In many cases, however, the evaluation of the integral associated with E[S] may be really difficult. If we're going to approximate that integral, so that we can approximate E[S], then we want to make that approximation as accurate as possible. Again, think back to the discussion about approximating integrals in the first MC post.

Suppose that S is an estimator (say θ*) of some parameter (θ), and we construct θ* from some random sample data (y) that are drawn from a population that depends on θ, then what we're trying to do is get an accurate approximation of Bias[θ*] = E[θ*] - θ = ∫ θ*(y)p(y|θ)dy - θ.

(Note that y will typically be a vector, of length equal to the sample size, and θ may also be a vector. Typically, this will make the above integration problem more complex.)

So, there certainly is a very obvious connection between the problem of simulating an integral, and that of trying to determine the bias of an estimator.

For this specific problem, the steps involved in conducting the most basic MC experiment would be something like the following:

1. Assign a "realistic", or interesting, value to θ. (The results will be conditioned on this choice, so the whole exercise may need to be repeated lots of times, for different values
of theta, because in reality θ is unknown. I'm not going to talk about "bootstrapping" here.)

2. Generate a random sample of fixed size (say, n) from p(y | θ).

3. Compute the value of θ*, based on this particular y vector, and store this value.

4. Repeat steps 2 and 3 many, many times. Suppose the number of replications that you decide to use is N.

5. You will now have N different values of θ*, each based on a different (independent) sample of size n.

When you look at the empirical distribution of these N values - in a table, or in a histogram - what you're looking at is an approximation to the sampling distribution of the statistic, θ* that you're interested in. It's an approximation, because N is finite. And, of course, this sampling distribution will (in general) depend on your choices of values for θ and for n. You can now vary these values to get a more complete picture of what's going on.

To approximate E[θ*] you can just use the arithmetic average of N values of θ* that you've generated. Why is this justified? Because the (strong) Law of Large Numbers ensures that the sample average converges in probability to the population expectation as N becomes infinitely large, given that we have independent sampling.

The difference between this empirical average and the value that you assigned to θ itself will give you an approximation to the bias of θ*. Remember, the value of this bias that you come up with may very well change as you change n or θ. It may not - e.g., the difference will be zero for all n and all θ values if θ* is an unbiased estimator, and if your sampling experiment is accurate enough for you see this numerically.

The following EViews program code illustrates these steps for the particular case where the population distribution, p(y | theta), is Uniform on [0 , 1]. So, this automatically assigns the true population mean to be E[Y] = μ = 0.5. SImilarly, the true population variance is V[Y] = σ2 = (1 / 12).

rndseed 123456
!nrep=100
!n=9
vector(!nrep) av
series y
smpl 1 !n
for !i=1 to !nrep
y=@runif(0,1)
av(!i)=@mean(y)
next
smpl 1 !nrep
mtos(av, xbar)
show xbar
hist xbar

The MC simulation itself, which really involves just the four lines of code in blue, then produces the sampling distribution for a particular statistic - the sample average - when the sample size is very small, namely n = 9. The simulation involves just N = 100 replications of steps 2 and 3 mentioned above.

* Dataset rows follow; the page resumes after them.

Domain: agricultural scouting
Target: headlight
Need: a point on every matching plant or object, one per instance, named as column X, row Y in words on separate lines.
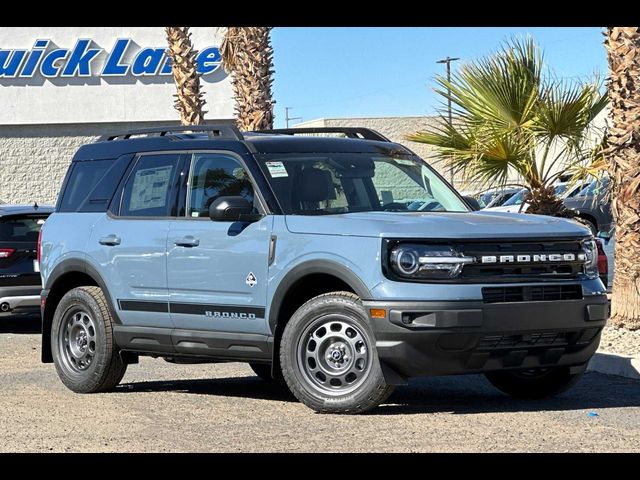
column 416, row 261
column 591, row 263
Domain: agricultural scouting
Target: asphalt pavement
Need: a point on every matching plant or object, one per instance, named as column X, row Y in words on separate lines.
column 161, row 407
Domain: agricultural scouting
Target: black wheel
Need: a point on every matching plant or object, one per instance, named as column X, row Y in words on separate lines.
column 263, row 370
column 84, row 351
column 534, row 383
column 329, row 358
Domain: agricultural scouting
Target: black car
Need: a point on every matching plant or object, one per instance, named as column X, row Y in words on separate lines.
column 592, row 205
column 20, row 283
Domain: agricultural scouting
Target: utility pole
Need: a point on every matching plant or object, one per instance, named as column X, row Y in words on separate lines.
column 287, row 117
column 448, row 61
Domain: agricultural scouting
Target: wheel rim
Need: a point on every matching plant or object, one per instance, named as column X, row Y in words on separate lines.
column 334, row 355
column 77, row 341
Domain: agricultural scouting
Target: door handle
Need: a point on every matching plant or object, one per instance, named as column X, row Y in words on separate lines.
column 188, row 241
column 110, row 240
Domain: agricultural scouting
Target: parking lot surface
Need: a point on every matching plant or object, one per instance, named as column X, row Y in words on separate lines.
column 161, row 407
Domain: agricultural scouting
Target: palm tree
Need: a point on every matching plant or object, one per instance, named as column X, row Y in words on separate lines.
column 623, row 48
column 248, row 56
column 189, row 102
column 507, row 119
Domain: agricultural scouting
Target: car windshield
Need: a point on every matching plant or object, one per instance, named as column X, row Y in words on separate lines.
column 560, row 189
column 334, row 183
column 517, row 199
column 594, row 188
column 486, row 198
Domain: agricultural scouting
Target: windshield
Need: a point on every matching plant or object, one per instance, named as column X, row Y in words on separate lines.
column 334, row 183
column 560, row 189
column 517, row 199
column 594, row 188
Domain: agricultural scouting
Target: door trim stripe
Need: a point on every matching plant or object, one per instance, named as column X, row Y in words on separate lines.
column 143, row 306
column 208, row 310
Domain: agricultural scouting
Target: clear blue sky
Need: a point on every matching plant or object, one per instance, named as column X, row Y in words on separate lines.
column 348, row 72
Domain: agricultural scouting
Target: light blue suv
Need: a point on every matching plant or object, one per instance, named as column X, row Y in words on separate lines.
column 297, row 252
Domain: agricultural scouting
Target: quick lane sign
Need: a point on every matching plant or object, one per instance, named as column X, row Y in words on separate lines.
column 86, row 59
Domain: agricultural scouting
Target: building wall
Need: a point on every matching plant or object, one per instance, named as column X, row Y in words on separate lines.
column 34, row 158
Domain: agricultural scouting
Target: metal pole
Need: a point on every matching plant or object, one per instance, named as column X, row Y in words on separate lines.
column 448, row 61
column 287, row 117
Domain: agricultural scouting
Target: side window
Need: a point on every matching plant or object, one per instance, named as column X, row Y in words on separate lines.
column 215, row 175
column 147, row 192
column 83, row 178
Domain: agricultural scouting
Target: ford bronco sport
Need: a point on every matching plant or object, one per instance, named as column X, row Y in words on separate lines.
column 297, row 252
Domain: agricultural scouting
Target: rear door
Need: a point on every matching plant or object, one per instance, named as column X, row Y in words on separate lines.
column 18, row 249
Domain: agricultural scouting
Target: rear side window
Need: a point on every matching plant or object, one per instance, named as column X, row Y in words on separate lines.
column 92, row 183
column 20, row 229
column 148, row 190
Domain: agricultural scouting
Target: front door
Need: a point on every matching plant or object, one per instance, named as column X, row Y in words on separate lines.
column 217, row 271
column 130, row 245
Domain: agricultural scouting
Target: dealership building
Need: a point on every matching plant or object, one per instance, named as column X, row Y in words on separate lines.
column 61, row 87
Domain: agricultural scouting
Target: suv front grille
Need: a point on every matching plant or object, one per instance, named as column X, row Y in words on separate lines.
column 520, row 271
column 538, row 293
column 537, row 339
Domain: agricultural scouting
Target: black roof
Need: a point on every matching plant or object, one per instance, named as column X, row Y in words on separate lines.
column 225, row 138
column 24, row 209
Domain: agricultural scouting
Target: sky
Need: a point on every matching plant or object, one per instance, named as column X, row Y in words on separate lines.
column 355, row 71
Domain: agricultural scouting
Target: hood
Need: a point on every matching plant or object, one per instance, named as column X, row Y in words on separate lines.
column 481, row 224
column 507, row 209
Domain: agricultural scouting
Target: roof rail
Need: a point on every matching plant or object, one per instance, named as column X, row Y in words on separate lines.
column 350, row 132
column 214, row 131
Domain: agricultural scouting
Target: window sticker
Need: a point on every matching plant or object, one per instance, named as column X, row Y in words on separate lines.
column 276, row 169
column 150, row 187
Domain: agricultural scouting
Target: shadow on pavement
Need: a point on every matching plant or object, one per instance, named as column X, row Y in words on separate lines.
column 465, row 394
column 27, row 323
column 242, row 387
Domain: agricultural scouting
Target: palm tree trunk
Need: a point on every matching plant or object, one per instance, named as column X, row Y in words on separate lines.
column 248, row 56
column 623, row 47
column 189, row 102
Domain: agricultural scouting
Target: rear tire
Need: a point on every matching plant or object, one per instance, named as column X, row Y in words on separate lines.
column 534, row 383
column 84, row 351
column 329, row 358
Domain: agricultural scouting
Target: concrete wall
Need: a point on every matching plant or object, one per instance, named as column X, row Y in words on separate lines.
column 34, row 158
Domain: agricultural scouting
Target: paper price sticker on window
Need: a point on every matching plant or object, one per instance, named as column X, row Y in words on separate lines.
column 276, row 169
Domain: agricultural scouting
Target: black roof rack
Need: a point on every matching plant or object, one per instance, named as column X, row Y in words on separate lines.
column 214, row 131
column 349, row 132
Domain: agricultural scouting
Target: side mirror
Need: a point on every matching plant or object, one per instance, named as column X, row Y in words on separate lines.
column 473, row 203
column 604, row 235
column 232, row 209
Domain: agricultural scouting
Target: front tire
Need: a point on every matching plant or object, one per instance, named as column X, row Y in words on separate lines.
column 328, row 356
column 534, row 383
column 84, row 351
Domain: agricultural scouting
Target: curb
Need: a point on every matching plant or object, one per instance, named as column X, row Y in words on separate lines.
column 613, row 364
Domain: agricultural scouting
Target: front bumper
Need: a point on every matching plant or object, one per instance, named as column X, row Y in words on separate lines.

If you go to the entry for this post on the blog's "Code" page you'll find an annotated version of this EViews program code with lots of comments. You can open that program with any text editor - you don't need EViews. You'll also find my EViews workfile on the "Code" page if you need it.

Here is the (unscaled) histogram approximating the sampling distribution for the sample average that you get when you run the above code:

If we now think about using the sample average as an estimator of the population mean, whose true value is 0.5 in this case, you can see that we get the impression that this estimator  might be unbiased. The mean of (this rough approximation to) the sampling distribution is 0.485. That's pretty close to the value 0.5.

Let's be a bit more serious about this, and replicate the experiment N = 100,000 times, rather than just 100 times. After all, hypothetically we should be using an infnite number of replications. Here's what we get:
Now we see that the mean of the sampling distribution (for the sample average) is almost exactly 0.5. And you know why this is the case. We've used independent sampling, so the sample average is an unbiased estimator of the population mean, for any population that has a finite mean.

If you didn't know this result already, then you might at least start to suspect that we have an unbased estimator here, at least for the Uniform distribution when n = 9.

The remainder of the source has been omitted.